Press Pressure; Bankers, Beware

I don't sympathise with someone for obtaining a multi-million pound pay packet, but I do sympathise with someone if they are bombarded with a constant stream of abuse on an unfair basis.

We live in a world where, if someone starts up a campaign, they don't head to Westminster, but Fleet Street. An individual politician does not have the same popularity, respect, or credibility that an individual newspaper has. A rambling speech in the Commons is dwarfed in influence when compared to a single phrase on a front page. Whether an MP's power is dwarfed by that of a paper's is debatable, but it is indisputable that the modern British press has enough strength to tap into that of parliament.

The cosy relationships between political parties and media barons may have been broken last summer, but the fact they previously existed shows something. It shows that both sides understood how the media can make or break the career of a politician and success of a party. Gone are the days when journalism just acted as a middleman between an event and the public. In their place is the modern era of reportage. Today the mainstream press is fully aware of its impact, and it uses it to its advantage.

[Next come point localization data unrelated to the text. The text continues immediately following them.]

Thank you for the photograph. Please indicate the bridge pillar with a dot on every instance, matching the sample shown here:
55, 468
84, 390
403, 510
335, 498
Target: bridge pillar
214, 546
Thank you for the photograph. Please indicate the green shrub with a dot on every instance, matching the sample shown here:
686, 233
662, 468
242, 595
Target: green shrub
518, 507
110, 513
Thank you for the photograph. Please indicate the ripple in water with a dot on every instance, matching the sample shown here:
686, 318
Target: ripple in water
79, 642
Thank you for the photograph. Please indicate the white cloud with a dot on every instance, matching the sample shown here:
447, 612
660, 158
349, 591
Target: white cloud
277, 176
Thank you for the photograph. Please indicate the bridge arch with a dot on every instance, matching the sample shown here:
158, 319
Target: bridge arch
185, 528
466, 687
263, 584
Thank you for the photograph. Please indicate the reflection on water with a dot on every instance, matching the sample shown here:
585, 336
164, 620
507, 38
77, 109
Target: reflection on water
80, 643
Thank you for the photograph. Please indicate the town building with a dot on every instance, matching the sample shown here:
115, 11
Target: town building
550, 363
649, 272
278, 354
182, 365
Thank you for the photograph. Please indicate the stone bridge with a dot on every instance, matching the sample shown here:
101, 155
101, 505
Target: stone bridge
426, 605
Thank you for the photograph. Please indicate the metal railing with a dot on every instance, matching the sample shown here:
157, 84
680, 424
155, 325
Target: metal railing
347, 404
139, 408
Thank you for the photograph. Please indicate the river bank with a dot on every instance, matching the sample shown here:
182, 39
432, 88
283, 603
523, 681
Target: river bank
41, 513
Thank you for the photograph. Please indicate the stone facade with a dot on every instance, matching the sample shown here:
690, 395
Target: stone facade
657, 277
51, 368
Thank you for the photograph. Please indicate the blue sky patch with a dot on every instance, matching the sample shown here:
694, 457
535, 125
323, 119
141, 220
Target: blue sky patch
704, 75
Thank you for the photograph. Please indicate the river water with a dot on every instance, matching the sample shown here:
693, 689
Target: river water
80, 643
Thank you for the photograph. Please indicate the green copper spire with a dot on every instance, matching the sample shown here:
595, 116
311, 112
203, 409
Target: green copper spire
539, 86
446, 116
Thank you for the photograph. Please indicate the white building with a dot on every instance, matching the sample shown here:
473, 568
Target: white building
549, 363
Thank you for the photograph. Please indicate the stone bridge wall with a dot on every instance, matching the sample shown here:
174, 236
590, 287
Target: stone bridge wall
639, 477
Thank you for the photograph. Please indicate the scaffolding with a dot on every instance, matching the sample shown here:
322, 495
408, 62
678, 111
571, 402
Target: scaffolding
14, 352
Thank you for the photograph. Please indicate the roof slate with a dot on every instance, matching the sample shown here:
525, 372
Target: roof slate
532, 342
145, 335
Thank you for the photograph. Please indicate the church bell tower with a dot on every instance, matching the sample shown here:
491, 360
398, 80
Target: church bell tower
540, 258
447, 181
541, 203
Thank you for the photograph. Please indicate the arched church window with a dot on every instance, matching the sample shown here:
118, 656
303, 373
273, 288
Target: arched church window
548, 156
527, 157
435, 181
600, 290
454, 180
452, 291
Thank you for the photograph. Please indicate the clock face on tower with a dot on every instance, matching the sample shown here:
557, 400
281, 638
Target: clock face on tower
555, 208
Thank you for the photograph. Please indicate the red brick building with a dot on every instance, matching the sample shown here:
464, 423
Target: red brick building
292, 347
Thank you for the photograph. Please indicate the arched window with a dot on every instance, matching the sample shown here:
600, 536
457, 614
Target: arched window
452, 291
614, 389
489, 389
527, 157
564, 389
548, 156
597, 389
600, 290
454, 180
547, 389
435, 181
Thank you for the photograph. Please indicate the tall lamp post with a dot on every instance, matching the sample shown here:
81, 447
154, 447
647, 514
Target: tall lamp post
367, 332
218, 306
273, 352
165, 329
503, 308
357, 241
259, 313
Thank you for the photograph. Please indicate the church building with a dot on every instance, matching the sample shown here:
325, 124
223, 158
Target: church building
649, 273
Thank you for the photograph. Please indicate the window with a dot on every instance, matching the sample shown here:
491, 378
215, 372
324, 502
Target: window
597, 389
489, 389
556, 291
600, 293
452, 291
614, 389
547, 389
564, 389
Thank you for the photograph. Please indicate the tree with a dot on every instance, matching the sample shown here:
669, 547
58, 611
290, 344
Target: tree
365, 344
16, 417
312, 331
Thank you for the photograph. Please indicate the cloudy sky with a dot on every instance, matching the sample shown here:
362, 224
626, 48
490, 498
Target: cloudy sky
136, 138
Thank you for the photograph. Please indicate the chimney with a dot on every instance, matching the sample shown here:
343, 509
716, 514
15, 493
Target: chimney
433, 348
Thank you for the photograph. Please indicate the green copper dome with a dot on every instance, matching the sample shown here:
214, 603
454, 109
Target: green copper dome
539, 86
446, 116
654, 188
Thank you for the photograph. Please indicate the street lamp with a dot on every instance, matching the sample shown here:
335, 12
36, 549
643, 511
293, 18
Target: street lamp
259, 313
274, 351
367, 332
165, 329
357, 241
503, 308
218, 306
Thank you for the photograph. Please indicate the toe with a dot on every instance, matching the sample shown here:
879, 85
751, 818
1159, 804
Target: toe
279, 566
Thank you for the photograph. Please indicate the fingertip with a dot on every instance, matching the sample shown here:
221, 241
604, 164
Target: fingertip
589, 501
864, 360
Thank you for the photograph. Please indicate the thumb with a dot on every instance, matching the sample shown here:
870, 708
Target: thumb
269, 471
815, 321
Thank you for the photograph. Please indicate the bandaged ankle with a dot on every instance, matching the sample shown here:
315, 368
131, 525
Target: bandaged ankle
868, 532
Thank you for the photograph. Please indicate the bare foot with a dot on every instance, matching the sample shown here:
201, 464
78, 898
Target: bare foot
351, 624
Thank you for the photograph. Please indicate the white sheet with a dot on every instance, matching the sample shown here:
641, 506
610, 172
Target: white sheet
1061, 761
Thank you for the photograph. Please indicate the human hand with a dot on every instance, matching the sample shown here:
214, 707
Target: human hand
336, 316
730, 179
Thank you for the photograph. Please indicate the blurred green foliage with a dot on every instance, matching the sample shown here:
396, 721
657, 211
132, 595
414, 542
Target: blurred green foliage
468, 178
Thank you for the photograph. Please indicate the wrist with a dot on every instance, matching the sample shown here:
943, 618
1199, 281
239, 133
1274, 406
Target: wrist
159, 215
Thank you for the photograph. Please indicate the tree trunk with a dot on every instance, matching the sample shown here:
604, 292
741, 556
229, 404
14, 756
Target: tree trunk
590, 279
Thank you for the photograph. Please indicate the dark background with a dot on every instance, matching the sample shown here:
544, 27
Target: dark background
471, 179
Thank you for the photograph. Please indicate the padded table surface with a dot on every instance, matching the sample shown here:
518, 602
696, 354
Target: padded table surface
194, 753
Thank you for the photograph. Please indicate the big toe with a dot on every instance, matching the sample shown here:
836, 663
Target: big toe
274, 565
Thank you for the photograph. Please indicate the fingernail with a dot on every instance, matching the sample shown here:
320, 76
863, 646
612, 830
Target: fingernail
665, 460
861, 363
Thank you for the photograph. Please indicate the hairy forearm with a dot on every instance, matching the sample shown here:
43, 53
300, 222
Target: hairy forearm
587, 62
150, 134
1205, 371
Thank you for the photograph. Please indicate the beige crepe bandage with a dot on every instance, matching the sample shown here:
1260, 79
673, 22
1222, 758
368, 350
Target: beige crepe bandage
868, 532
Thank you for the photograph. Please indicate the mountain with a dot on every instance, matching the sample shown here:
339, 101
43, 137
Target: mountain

One piece on one day in one publication can change history. Think back to 14 February 1997. The Daily Mail did not report the inquest into the death of Stephen Lawrence; it involved itself in it. By publishing the names of five men it believed to have murdered a teenager in Eltham four years beforehand, it fundamentally altered the criminal investigation. This isn't writing about the news, this is writing the news. Some journalists don't just incorporate their judgements into the text of the story; they attach their opinions to the story itself.

There are certain areas that the press regularly uses these methods to affect. General on-going examples include the running of the BBC, Britain's European membership status and even the lives of celebrities. Recent topical examples include super-injunctions, the safety of social networking websites, and bankers. I want to talk, specifically, about the final instance.

The banking crisis of 2008 left the global economy in tatters. We are still feeling the consequences today, and the seas aren't expected to calm for a number of years. At the height of this crisis, the Royal Bank of Scotland received a multi-billion pound bailout from the Treasury. At the helm of RBS at the time was its chief executive, a man by the name of Fred Goodwin.

Goodwin's expansionist attitude quadrupled the bank's assets over his seven-year executive tenure. It was his policies that saw him awarded a knighthood in 2004 for services to banking. However, many argued that it was the same aggressive approach that eventually brought RBS to the brink. It would have been a balanced debate, if it wasn't for the one-sided press coverage. It wouldn't have mattered if Goodwin was a knitting enthusiast who enjoyed nothing more from life than a cup of tea in front of Countdown; the newspapers were gunning for him, and their target was hit and destroyed.

The water droplet effect meant that the stigmatisation of Goodwin placed the entire banking industry under just as much scrutiny. After over three years of constant picking from the press, being a banker has become almost socially unacceptable. When was the last time you read about a banker working a 14-hour day and earning peanuts? Don't tell me it doesn't happen; it does. It just doesn't fit into the convenient stereotype.

All this is currently significant due to slight hints at looming events from the likes of Laura Kuenssberg and Robert Peston. With the uproar over the proposed bonus for incumbent RBS CEO Stephen Hester still fresh in our minds, we are now told to expect larger rewards for other top-tier bankers.

I should stress that I, personally, am against excessive bonuses for any executives whilst Britain and the outside world stumble through a recession. However, if Kuenssberg and Peston are correct and the bonuses are handed out, I don't plan on using any news or analytical report I write about the action to voice this view. That's not telling the news; that's manipulating it.

Such a divisive event should be met by an intelligent debate, not a witch-hunt. When the front pages latch onto someone, they will persist until the person is brought down. Russell Brand, Ryan Giggs, Lindsay Lohan, Stephen Hester. Quite a contrasting list, with one underlying thing in common; the British papers obsessed over criticising each of them, and they all fell on a sword in their own way.

I wish the best of luck to any banker who is to be offered an extortionate reward. I don't sympathise with someone for obtaining a multi-million pound pay packet, but I do sympathise with someone if they are bombarded with a constant stream of abuse on an unfair basis. For a subject dissected in such detail for so long, I find it odd that a fundamental factor of bonuses is so often confused; they are awarded, not requested. I'm not denying that they are probably expected within the megabucks city culture that exists today.

However, when the next ginormous bonus is uncovered, Britain has a choice. Should we allow our press to spoon-feed us emotions of outrage and scandal, leading to an outcome dictated by the opinions of a few writers? Or should we have a rational discussion, which would lead to a compromise created by the opinions of our entire nation?